Let us consider in more detail and depth the steps of the argument in the previous paragraph. To develop an adequate understanding of experience, the starting point must be organism-environment coupling through which both organism and environment change over time and establish new relations. In order to have a viable organism, you need a body—that is, a living physical bodily structure with an interior and an exterior that are demarcated by a semi-permeable boundary that allows the organism to take in energy, excrete waste, and operate with relative integrity. Neuroscientist Antonio Damasio nicely summarizes the conditions for an organism’s management of its life functions in relation to its surroundings:
(L)ife requires that the body maintain a collection of parameter ranges at all costs for literally dozens of components in its dynamic interior. All the management operations to which I alluded earlier—procuring energy sources, incorporating and transforming energy products, and so forth—aim at maintaining the chemical parameters of a body’s interior (internal milieu) within the magic range compatible with life. The magic range is known as homeostatic, and the process of achieving this balanced state is called homeostasis. (Damasio, 2010, p. 42)
This grounding in organism/environment interactions means that, as both James (1890) and Dewey (1925) argued, we must not base our account of understanding on any abstractions from experience, such as “sensations,” “concepts,” “propositions,” or “knowledge judgments.” To cite just one example, we must avoid the classical empiricist error of assuming that all experience begins with atomistic sense impressions that have to be synthesized, via associative processes, into unified perceptual judgments. Contrast this erroneous view with the fact that what we actually experience are whole, unified situations, within which we experience individual objects, qualities, and events through the selective discriminations by which we individuate aspects of our experience.
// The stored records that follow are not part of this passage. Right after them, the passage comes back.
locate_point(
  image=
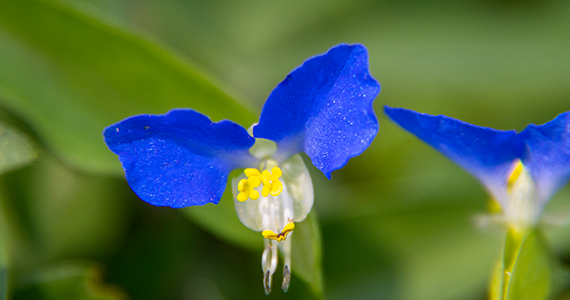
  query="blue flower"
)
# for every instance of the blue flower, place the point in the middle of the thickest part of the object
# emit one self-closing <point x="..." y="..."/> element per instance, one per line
<point x="322" y="108"/>
<point x="520" y="170"/>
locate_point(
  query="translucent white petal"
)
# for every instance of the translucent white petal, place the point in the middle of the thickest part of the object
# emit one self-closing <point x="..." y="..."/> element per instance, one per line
<point x="274" y="212"/>
<point x="299" y="186"/>
<point x="523" y="209"/>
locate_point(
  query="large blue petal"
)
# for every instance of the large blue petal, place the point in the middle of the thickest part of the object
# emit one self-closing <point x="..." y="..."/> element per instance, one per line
<point x="486" y="153"/>
<point x="324" y="108"/>
<point x="549" y="162"/>
<point x="178" y="159"/>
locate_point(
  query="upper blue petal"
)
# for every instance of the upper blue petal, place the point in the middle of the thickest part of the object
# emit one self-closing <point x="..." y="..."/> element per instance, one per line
<point x="486" y="153"/>
<point x="178" y="159"/>
<point x="549" y="160"/>
<point x="324" y="108"/>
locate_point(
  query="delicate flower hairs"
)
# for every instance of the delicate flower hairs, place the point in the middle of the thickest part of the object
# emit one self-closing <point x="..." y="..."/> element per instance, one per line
<point x="322" y="108"/>
<point x="520" y="170"/>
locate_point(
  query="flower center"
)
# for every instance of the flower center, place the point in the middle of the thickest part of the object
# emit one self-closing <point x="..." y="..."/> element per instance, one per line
<point x="515" y="174"/>
<point x="270" y="180"/>
<point x="270" y="234"/>
<point x="522" y="209"/>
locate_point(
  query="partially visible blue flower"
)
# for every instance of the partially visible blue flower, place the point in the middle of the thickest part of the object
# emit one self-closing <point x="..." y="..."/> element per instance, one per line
<point x="322" y="108"/>
<point x="520" y="170"/>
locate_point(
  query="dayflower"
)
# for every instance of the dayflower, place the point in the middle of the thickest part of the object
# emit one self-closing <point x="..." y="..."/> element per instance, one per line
<point x="520" y="170"/>
<point x="322" y="108"/>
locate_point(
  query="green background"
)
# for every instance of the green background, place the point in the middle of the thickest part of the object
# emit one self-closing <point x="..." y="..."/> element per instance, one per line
<point x="398" y="222"/>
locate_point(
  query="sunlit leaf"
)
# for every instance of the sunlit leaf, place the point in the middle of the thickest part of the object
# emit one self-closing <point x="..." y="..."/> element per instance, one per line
<point x="71" y="73"/>
<point x="15" y="149"/>
<point x="3" y="258"/>
<point x="221" y="221"/>
<point x="78" y="280"/>
<point x="526" y="270"/>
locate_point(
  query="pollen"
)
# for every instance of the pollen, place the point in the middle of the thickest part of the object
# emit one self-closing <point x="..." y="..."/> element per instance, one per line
<point x="270" y="234"/>
<point x="246" y="187"/>
<point x="514" y="175"/>
<point x="270" y="180"/>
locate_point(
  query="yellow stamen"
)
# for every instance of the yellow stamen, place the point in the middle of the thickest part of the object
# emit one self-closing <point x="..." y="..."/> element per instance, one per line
<point x="270" y="181"/>
<point x="247" y="186"/>
<point x="270" y="234"/>
<point x="515" y="174"/>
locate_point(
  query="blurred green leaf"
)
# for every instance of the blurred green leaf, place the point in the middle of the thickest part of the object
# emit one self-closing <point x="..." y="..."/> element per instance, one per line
<point x="3" y="258"/>
<point x="525" y="272"/>
<point x="306" y="257"/>
<point x="78" y="280"/>
<point x="71" y="73"/>
<point x="15" y="149"/>
<point x="221" y="220"/>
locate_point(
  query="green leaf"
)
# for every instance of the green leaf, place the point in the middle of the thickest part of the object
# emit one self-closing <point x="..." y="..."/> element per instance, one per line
<point x="306" y="256"/>
<point x="526" y="271"/>
<point x="221" y="221"/>
<point x="79" y="280"/>
<point x="15" y="149"/>
<point x="70" y="73"/>
<point x="3" y="258"/>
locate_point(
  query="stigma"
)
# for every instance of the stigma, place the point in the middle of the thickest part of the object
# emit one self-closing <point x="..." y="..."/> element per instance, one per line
<point x="281" y="236"/>
<point x="247" y="187"/>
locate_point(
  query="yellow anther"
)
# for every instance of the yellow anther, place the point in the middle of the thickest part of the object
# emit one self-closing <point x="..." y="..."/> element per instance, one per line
<point x="246" y="187"/>
<point x="270" y="180"/>
<point x="515" y="174"/>
<point x="270" y="234"/>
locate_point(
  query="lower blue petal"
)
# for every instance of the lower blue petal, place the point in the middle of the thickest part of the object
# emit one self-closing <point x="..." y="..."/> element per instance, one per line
<point x="486" y="153"/>
<point x="324" y="108"/>
<point x="549" y="161"/>
<point x="179" y="159"/>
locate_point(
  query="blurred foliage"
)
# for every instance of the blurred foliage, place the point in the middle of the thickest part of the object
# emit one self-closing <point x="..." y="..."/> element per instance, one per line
<point x="398" y="222"/>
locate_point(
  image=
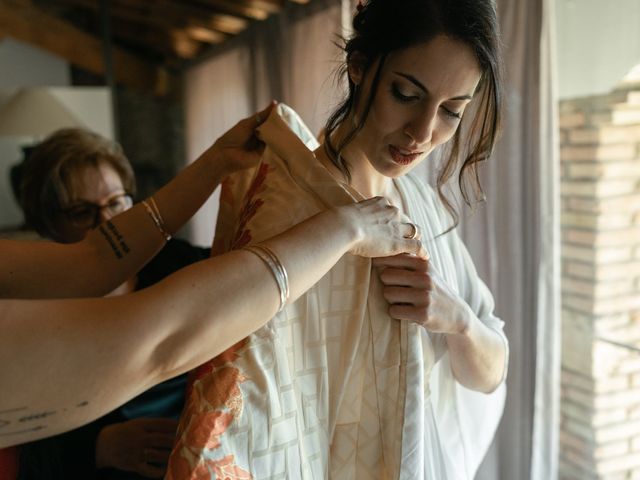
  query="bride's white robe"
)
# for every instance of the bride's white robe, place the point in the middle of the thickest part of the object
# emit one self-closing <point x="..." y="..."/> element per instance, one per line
<point x="332" y="387"/>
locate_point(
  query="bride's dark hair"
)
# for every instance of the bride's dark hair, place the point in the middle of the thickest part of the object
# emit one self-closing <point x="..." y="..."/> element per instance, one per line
<point x="381" y="27"/>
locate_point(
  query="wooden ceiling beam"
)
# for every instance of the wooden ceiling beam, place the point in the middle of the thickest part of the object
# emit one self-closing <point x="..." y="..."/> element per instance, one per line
<point x="202" y="17"/>
<point x="20" y="20"/>
<point x="252" y="9"/>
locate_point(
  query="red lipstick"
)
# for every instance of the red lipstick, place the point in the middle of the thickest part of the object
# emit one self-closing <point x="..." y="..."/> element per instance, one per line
<point x="403" y="157"/>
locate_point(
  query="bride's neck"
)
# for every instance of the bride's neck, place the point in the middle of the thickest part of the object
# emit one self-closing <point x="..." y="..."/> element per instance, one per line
<point x="364" y="178"/>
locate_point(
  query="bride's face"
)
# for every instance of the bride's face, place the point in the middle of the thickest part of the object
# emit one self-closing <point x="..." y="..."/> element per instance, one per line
<point x="421" y="96"/>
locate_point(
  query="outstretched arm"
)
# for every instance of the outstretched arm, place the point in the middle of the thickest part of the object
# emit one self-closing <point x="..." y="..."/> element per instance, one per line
<point x="117" y="249"/>
<point x="58" y="370"/>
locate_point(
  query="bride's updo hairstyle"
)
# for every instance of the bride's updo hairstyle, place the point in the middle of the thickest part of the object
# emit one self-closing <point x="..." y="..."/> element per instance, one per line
<point x="381" y="27"/>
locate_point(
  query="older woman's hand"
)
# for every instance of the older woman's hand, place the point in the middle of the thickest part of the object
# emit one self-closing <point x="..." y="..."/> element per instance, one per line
<point x="417" y="294"/>
<point x="379" y="229"/>
<point x="239" y="148"/>
<point x="141" y="445"/>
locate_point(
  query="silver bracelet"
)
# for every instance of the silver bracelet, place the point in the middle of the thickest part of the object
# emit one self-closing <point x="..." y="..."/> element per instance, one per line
<point x="277" y="270"/>
<point x="154" y="213"/>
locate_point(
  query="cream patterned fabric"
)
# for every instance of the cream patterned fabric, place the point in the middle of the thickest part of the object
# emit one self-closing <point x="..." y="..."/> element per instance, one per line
<point x="332" y="387"/>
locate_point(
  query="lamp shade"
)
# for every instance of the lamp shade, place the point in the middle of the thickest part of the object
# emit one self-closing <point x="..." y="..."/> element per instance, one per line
<point x="35" y="112"/>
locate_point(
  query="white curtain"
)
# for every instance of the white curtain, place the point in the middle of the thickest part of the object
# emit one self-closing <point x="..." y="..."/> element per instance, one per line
<point x="513" y="237"/>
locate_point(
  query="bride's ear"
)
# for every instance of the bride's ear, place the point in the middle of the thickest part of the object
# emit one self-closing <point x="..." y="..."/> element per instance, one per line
<point x="356" y="67"/>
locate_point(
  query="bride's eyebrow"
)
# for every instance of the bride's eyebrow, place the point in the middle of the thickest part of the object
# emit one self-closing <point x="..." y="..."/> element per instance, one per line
<point x="417" y="83"/>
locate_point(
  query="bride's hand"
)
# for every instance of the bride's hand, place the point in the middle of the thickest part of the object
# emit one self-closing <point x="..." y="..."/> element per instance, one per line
<point x="380" y="229"/>
<point x="416" y="293"/>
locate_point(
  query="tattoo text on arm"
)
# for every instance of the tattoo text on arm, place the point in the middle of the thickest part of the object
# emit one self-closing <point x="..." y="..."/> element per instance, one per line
<point x="114" y="238"/>
<point x="22" y="419"/>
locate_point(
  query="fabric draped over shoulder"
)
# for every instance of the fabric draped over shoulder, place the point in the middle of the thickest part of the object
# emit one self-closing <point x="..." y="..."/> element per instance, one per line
<point x="332" y="387"/>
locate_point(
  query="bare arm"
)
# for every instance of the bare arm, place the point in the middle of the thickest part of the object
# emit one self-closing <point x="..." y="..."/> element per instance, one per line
<point x="118" y="249"/>
<point x="58" y="370"/>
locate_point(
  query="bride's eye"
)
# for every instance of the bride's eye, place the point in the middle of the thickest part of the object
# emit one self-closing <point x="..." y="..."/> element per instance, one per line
<point x="401" y="96"/>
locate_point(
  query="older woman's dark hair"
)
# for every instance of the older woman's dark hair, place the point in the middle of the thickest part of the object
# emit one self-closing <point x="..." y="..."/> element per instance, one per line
<point x="49" y="173"/>
<point x="381" y="27"/>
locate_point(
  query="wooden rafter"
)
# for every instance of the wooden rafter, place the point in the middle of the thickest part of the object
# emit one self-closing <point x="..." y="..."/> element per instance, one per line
<point x="22" y="21"/>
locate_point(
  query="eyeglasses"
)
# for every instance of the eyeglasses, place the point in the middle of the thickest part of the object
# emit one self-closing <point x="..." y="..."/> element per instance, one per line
<point x="87" y="214"/>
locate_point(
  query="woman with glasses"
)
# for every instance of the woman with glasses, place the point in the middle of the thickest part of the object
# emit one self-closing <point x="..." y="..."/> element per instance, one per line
<point x="71" y="183"/>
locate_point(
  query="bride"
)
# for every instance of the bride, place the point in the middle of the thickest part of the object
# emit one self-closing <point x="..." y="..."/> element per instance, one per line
<point x="387" y="369"/>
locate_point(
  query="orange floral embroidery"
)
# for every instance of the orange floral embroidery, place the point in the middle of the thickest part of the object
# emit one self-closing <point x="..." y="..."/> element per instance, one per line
<point x="178" y="468"/>
<point x="204" y="429"/>
<point x="223" y="390"/>
<point x="251" y="206"/>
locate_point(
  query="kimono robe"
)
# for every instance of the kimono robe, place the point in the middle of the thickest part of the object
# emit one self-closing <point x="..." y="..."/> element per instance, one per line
<point x="332" y="387"/>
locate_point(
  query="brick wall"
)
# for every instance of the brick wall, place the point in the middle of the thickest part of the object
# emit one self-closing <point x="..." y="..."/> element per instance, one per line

If we keep in mind that experience includes both the structure and activity of the organism as well as the structure of the environment, we will appreciate how bodily processes are absolutely crucial for the possibility of any form of cognition, feeling, or action, and we will not abstract away from the body and its environments. Otherwise, we end up selecting some part or phase of an experience and then mistakenly assuming that what we have selected out (a sensation, quality, concept, image, judgment) defines the whole of that experience, in all its depth and richness.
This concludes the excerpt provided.